Gather Step extracts these best-effort source-code signals:

  • direct field access edges for typed TypeScript receivers, including local aliases and destructuring rebinds,
  • generated Mongo $type probe plans for supported migration siblings,
  • an optional payload filter-mismatch hint when an optional indexed payload field is also used in a migration filter, and
  • broader static migration sibling detection for Mongoose and TypeORM.

When a TypeScript file reads or writes a direct dotted field path on a typed receiver, Gather Step records ReadsField and WritesField edges against a DataField node such as WorkItem.workflow or WorkItem.workflow.stepIds.

interface WorkItem {
workflow?: { stepIds: string[] };
}
export function planWorkItem(item: WorkItem, id: string) {
if (item.workflow) {
item.workflow.stepIds.push(id);
}
}

The field-aware surface is available through projection_impact, and dotted CLI impact queries such as gather-step impact WorkItem.workflow use the same field slice when an indexed data field exists. Planning and change-impact packs also add a field-impact reminder when the target has direct field evidence.
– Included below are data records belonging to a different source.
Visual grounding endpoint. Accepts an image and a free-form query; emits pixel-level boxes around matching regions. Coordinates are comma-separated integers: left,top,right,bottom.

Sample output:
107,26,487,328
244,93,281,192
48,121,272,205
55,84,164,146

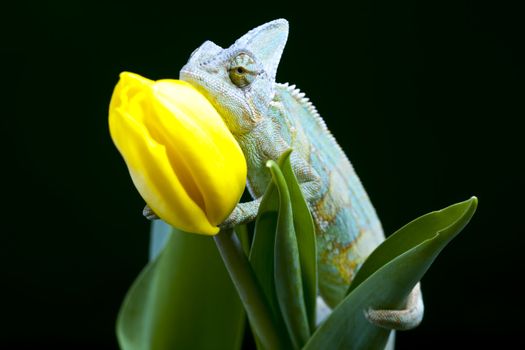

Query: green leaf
279,149,317,330
117,224,245,350
266,160,310,349
304,197,477,350
249,168,291,349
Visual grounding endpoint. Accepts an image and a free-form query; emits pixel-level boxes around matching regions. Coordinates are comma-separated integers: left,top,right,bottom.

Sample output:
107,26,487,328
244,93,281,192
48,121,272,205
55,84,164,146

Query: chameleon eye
228,53,258,88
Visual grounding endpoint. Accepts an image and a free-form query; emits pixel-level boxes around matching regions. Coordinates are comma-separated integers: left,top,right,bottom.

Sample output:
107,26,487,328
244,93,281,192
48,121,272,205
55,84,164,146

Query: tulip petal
109,76,218,234
147,80,246,225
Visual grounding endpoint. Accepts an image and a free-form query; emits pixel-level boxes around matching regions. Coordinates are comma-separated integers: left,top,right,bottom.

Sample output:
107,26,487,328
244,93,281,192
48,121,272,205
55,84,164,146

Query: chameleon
145,19,423,329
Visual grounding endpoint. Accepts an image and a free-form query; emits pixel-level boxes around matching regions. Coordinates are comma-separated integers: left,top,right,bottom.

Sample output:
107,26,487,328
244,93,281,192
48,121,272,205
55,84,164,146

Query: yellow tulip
109,72,246,235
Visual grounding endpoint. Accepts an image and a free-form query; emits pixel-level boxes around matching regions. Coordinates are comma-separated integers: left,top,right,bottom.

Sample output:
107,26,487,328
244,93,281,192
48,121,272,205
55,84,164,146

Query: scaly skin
176,20,422,328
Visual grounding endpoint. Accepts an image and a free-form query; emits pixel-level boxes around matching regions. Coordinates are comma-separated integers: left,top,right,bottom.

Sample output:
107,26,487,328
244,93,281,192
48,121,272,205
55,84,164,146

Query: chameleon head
180,19,288,136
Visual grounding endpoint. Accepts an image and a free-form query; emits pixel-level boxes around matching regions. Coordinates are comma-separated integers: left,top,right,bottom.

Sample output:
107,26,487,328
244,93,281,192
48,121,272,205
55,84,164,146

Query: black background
0,1,525,349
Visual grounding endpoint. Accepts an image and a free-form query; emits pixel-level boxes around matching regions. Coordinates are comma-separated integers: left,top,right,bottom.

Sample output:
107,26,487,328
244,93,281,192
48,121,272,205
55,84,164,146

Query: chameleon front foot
142,205,160,220
219,197,262,230
365,283,425,330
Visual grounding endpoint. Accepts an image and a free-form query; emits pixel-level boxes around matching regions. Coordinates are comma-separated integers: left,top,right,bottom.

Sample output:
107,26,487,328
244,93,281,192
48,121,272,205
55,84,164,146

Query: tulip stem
214,230,284,349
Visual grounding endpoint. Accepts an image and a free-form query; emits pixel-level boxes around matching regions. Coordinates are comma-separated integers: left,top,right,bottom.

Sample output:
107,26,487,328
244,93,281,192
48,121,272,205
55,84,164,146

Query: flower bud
109,72,247,235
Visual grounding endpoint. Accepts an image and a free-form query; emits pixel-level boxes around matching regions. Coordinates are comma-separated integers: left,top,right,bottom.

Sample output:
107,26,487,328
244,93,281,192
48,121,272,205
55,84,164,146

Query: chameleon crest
180,19,402,307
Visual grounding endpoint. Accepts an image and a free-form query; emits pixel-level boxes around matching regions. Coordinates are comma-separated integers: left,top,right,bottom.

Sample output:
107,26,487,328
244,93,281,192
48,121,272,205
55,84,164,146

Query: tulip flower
109,72,247,235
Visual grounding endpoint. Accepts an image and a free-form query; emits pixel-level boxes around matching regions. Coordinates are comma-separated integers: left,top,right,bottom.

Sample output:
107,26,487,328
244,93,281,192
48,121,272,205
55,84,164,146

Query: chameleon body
180,19,424,326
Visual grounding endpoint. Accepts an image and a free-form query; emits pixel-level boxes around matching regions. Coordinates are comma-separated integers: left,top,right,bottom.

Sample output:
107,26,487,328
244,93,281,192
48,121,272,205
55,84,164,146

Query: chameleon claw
142,205,160,220
365,283,425,331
projection_impact labels field evidence as direct_field_access or local_alias_field_access when the parser can explain that origin.

This is deliberately scoped. Cross-function alias flow, dynamic property keys, any / unknown receivers, generic container types, UI Props types, and optional chaining beyond depth 1 are not tracked. Silence means “not detected”, not “safe”.

When the pack target is a detected migration, the response includes a migration_siblings band with:

  • the collection name,
  • sibling migration files on the same collection,
  • the up symbol id for each sibling,
  • the sibling file’s latest indexed commit short SHA when git history is available,
  • serialized Mongo filter literals from those siblings when available,
  • generated Mongo $type probe plans for fields found in migration filters,
  • optional payload evidence when an indexed payload contract marks that field optional.

Detection is intentionally conservative. A file is treated as a Mongoose migration when all of these are true:

  • the path contains a migrations directory segment,
  • the file imports or requires mongoose,
  • the file exports up and down,
  • the migration touches one or more static collections in up through db.collection('<name>') writes or statically resolved mongoose.model(..., ..., '<name>') model writes. Local imported model declarations are supported when the import resolves inside the repo.

TypeORM migration files are indexed when a static queryRunner.query(...) SQL literal or supported queryRunner table method exposes the table name. Static schema-qualified SQL table names are normalized to the table name.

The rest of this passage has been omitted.